Another aspect of the constitution that should be amended is the one that pertains to state governors. The Senate is now old people’s home for former governors. Once you finish your tenure as a state governor, your next destination is the Senate. And because the governors want to go to the Senate, they don’t allow the political system in their states to operate freely. They hold it by the neck and install a governor that will do their bidding while they supervised him at the Senate.

The National Assembly should amend the constitution so that former governors cannot contest election until two terms after their tenure as governors. This will prevent a situation whereby they just stroll into the Senate. What we have in the Senate now is the old people’s home for ex- governors. Before you know it, every sitting senator will be a former governor. How will this help us as a country.

As an experienced legal practitioner versed in election petition cases, will the amended Electoral Act address the issue of rigging and other electoral malpractices?

Nigeria has never had a bad electoral law. I don’t know of any electoral law, even that of the 1963, which allowed ballot snatching. All our electoral laws have been based on the basic election principles of ‘One man, one vote’. So, the simple question is, do we practice one man one vote?

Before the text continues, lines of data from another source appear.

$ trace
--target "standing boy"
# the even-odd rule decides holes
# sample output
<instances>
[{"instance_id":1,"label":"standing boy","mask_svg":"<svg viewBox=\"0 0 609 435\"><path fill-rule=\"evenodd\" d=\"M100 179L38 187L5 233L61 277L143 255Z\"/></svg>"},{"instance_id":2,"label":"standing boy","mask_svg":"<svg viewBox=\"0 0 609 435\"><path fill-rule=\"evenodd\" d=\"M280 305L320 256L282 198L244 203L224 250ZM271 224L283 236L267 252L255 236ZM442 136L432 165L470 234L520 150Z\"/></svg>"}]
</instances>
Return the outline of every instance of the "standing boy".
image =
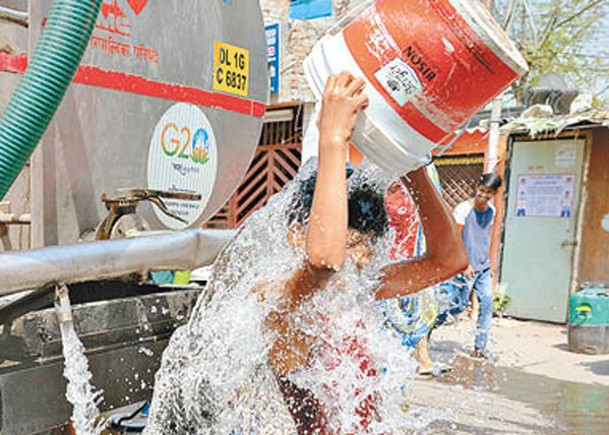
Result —
<instances>
[{"instance_id":1,"label":"standing boy","mask_svg":"<svg viewBox=\"0 0 609 435\"><path fill-rule=\"evenodd\" d=\"M472 356L486 358L486 345L493 317L493 285L491 279L491 260L489 250L495 208L491 199L501 187L501 177L488 173L480 177L476 195L459 204L454 217L461 230L461 238L467 251L469 265L465 270L468 298L473 290L480 308L478 312L477 333Z\"/></svg>"}]
</instances>

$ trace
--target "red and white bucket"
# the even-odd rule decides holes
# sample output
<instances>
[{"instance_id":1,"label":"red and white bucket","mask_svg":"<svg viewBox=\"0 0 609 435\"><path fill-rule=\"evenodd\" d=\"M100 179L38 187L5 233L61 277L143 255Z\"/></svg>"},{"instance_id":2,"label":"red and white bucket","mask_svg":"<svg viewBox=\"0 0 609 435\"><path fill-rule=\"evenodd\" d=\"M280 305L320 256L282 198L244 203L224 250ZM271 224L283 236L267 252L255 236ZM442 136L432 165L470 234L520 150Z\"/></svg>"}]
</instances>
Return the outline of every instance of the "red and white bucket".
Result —
<instances>
[{"instance_id":1,"label":"red and white bucket","mask_svg":"<svg viewBox=\"0 0 609 435\"><path fill-rule=\"evenodd\" d=\"M514 80L527 64L478 0L376 0L324 36L305 60L319 99L330 74L367 82L353 143L401 175Z\"/></svg>"}]
</instances>

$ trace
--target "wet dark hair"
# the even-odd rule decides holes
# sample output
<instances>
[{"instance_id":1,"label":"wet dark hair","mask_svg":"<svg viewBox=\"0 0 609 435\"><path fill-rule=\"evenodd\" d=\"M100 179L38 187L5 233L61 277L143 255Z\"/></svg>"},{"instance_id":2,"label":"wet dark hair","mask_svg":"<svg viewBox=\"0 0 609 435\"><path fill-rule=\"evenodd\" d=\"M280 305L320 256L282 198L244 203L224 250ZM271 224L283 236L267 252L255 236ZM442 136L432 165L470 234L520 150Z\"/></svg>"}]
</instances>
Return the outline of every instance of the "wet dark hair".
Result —
<instances>
[{"instance_id":1,"label":"wet dark hair","mask_svg":"<svg viewBox=\"0 0 609 435\"><path fill-rule=\"evenodd\" d=\"M347 178L352 173L352 167L347 167ZM294 222L304 225L309 220L316 181L317 172L314 172L309 178L300 182L288 210L290 225ZM357 183L356 180L355 184L355 187L349 189L347 197L348 227L375 238L383 236L389 224L384 192L366 182Z\"/></svg>"},{"instance_id":2,"label":"wet dark hair","mask_svg":"<svg viewBox=\"0 0 609 435\"><path fill-rule=\"evenodd\" d=\"M501 187L501 177L492 172L482 174L480 177L480 185L488 187L489 189L499 190Z\"/></svg>"}]
</instances>

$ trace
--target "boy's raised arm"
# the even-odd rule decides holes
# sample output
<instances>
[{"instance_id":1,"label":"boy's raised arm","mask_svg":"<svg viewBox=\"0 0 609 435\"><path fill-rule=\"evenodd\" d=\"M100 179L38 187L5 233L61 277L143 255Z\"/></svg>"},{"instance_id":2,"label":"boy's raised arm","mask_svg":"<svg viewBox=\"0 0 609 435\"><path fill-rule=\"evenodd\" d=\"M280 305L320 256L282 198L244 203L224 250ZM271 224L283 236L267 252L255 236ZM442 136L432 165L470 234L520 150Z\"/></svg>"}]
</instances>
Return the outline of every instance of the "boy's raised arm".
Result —
<instances>
[{"instance_id":1,"label":"boy's raised arm","mask_svg":"<svg viewBox=\"0 0 609 435\"><path fill-rule=\"evenodd\" d=\"M467 254L448 207L424 168L402 178L419 206L426 253L411 261L390 264L383 270L377 299L405 296L442 282L468 265Z\"/></svg>"},{"instance_id":2,"label":"boy's raised arm","mask_svg":"<svg viewBox=\"0 0 609 435\"><path fill-rule=\"evenodd\" d=\"M307 259L316 270L342 266L347 244L345 165L357 113L366 106L364 81L348 72L330 76L319 115L319 167L307 228Z\"/></svg>"}]
</instances>

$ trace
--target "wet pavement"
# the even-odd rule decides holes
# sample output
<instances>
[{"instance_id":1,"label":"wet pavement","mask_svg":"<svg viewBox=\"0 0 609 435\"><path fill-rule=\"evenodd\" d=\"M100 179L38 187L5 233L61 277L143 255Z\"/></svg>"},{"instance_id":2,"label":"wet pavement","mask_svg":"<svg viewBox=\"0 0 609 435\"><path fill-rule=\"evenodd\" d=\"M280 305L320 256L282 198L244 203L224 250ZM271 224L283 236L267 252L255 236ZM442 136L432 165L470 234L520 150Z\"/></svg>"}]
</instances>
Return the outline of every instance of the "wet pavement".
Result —
<instances>
[{"instance_id":1,"label":"wet pavement","mask_svg":"<svg viewBox=\"0 0 609 435\"><path fill-rule=\"evenodd\" d=\"M512 320L494 324L492 359L473 359L472 326L432 336L453 371L411 386L411 408L435 421L404 433L609 434L609 355L568 352L564 326Z\"/></svg>"}]
</instances>

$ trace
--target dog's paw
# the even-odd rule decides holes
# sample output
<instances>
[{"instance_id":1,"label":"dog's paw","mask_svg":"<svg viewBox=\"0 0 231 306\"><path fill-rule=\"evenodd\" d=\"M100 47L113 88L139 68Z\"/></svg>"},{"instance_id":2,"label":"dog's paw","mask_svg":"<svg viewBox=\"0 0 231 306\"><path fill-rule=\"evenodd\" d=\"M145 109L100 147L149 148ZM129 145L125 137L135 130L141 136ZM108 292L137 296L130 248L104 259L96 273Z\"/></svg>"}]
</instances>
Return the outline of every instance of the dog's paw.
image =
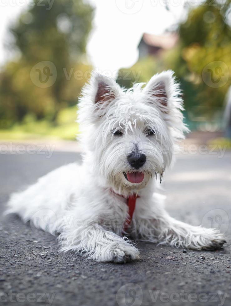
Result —
<instances>
[{"instance_id":1,"label":"dog's paw","mask_svg":"<svg viewBox=\"0 0 231 306\"><path fill-rule=\"evenodd\" d=\"M210 229L209 233L210 234L207 238L206 243L203 246L201 249L208 251L215 251L221 249L224 243L226 243L224 236L219 231Z\"/></svg>"},{"instance_id":2,"label":"dog's paw","mask_svg":"<svg viewBox=\"0 0 231 306\"><path fill-rule=\"evenodd\" d=\"M214 239L212 240L208 245L203 247L202 249L208 251L219 250L222 248L224 244L226 243L226 242L224 239Z\"/></svg>"},{"instance_id":3,"label":"dog's paw","mask_svg":"<svg viewBox=\"0 0 231 306\"><path fill-rule=\"evenodd\" d=\"M118 245L112 252L112 260L114 262L125 264L140 258L139 251L132 245Z\"/></svg>"}]
</instances>

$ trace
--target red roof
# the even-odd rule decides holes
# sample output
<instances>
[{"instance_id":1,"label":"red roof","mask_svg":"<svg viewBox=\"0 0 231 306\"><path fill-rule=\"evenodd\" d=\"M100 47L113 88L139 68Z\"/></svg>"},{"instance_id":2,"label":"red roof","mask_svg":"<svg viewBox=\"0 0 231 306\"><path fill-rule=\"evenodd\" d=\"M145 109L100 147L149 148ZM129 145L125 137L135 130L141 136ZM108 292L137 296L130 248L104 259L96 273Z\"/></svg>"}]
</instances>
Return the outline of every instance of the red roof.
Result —
<instances>
[{"instance_id":1,"label":"red roof","mask_svg":"<svg viewBox=\"0 0 231 306\"><path fill-rule=\"evenodd\" d=\"M178 39L178 35L176 33L167 33L163 35L153 35L144 33L142 40L149 46L168 49L174 47Z\"/></svg>"}]
</instances>

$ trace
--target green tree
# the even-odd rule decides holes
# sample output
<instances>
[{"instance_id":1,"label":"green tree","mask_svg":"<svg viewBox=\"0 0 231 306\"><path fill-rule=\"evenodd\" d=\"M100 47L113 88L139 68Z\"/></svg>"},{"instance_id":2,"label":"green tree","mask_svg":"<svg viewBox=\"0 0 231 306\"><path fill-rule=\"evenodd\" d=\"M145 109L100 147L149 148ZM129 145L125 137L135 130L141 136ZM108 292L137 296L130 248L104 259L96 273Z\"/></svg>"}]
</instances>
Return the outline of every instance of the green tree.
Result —
<instances>
[{"instance_id":1,"label":"green tree","mask_svg":"<svg viewBox=\"0 0 231 306\"><path fill-rule=\"evenodd\" d=\"M90 69L83 62L86 62L93 12L83 0L55 0L51 7L47 2L35 0L35 5L11 27L14 42L10 47L20 56L0 73L3 127L22 120L28 113L38 119L55 120L60 108L76 103L85 80L83 74L77 81L75 72ZM30 74L35 65L44 61L53 63L57 78L52 86L41 88L33 83Z\"/></svg>"},{"instance_id":2,"label":"green tree","mask_svg":"<svg viewBox=\"0 0 231 306\"><path fill-rule=\"evenodd\" d=\"M179 26L177 45L158 58L138 61L129 73L121 69L117 81L128 87L135 81L147 82L155 73L172 69L181 83L187 112L212 118L222 110L230 85L231 19L230 0L206 0L195 8L190 7L187 19Z\"/></svg>"}]
</instances>

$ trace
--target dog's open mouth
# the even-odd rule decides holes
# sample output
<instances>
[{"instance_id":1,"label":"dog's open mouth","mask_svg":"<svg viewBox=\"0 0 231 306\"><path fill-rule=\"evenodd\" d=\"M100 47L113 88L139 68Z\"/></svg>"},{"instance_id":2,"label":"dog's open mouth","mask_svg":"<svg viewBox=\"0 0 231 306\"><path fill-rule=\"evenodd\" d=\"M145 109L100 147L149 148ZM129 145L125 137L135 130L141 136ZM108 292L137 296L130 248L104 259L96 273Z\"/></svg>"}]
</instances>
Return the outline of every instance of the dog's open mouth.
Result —
<instances>
[{"instance_id":1,"label":"dog's open mouth","mask_svg":"<svg viewBox=\"0 0 231 306\"><path fill-rule=\"evenodd\" d=\"M138 184L142 181L144 178L144 174L139 172L123 172L124 177L130 183Z\"/></svg>"}]
</instances>

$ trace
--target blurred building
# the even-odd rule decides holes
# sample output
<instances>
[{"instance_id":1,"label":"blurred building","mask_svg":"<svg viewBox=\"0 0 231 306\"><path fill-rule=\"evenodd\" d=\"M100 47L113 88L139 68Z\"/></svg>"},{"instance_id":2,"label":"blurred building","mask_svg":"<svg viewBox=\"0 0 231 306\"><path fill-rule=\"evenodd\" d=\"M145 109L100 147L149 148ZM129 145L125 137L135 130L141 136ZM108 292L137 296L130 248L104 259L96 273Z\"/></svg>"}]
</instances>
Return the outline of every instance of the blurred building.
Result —
<instances>
[{"instance_id":1,"label":"blurred building","mask_svg":"<svg viewBox=\"0 0 231 306\"><path fill-rule=\"evenodd\" d=\"M162 51L173 48L178 39L176 33L161 35L144 33L138 45L139 59L150 55L158 56Z\"/></svg>"}]
</instances>

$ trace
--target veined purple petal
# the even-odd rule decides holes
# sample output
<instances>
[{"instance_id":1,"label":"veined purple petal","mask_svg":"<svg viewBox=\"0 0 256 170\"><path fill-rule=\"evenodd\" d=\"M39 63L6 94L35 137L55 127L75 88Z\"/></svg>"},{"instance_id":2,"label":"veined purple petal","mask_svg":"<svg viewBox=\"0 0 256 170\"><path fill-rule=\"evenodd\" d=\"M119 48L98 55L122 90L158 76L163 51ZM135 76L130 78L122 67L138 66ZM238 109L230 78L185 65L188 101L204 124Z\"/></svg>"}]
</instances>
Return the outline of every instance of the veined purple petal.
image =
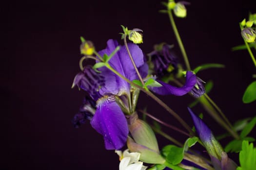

There is no electoral law that allows anybody to vote five times at an election. What we have is one man, one vote. So, the problem is not with the law, the problem is with those operating the law. So far as an adhoc staff of INEC is ready to collect N5,000 from a candidate to give him the remaining votes at a polling unit, after people have cast their votes, make all the laws in the world, you are wasting your time.

How do they rig? Ordinary, there are 500 votes in a polling booth. If 200 people come to vote and another candidate scores 50 votes, and another pulled 150 votes, ordinarily, the man with 150 votes won. But you have 300 votes remaining right? So, if the candidate with 50 votes gives N50, 000 to the adhoc staff at the polling booth and he gives him 200 votes out of the 300 remaining votes, it will become 250 votes and he is declared the winner. That is how rigging is done.

Is it allowed by the Electoral Act? Is it the fault of the Electoral Act? How will the Act cure the possibility that a NYSC adhoc staff will mortgage his future and change results? It’s not possible. How do you see hope? How many chapters does an American Constitution have? What about Britain with no written constitution?

So, the problem is not the law, but those who operate the law. Make all the laws in the world, it wont work. People say electoral transfer of votes, but they forgot that we have people who can hack into INEC server. So my short answer is that the new Act will not stop electoral malpractices; we need a  change of attitude for our laws to work.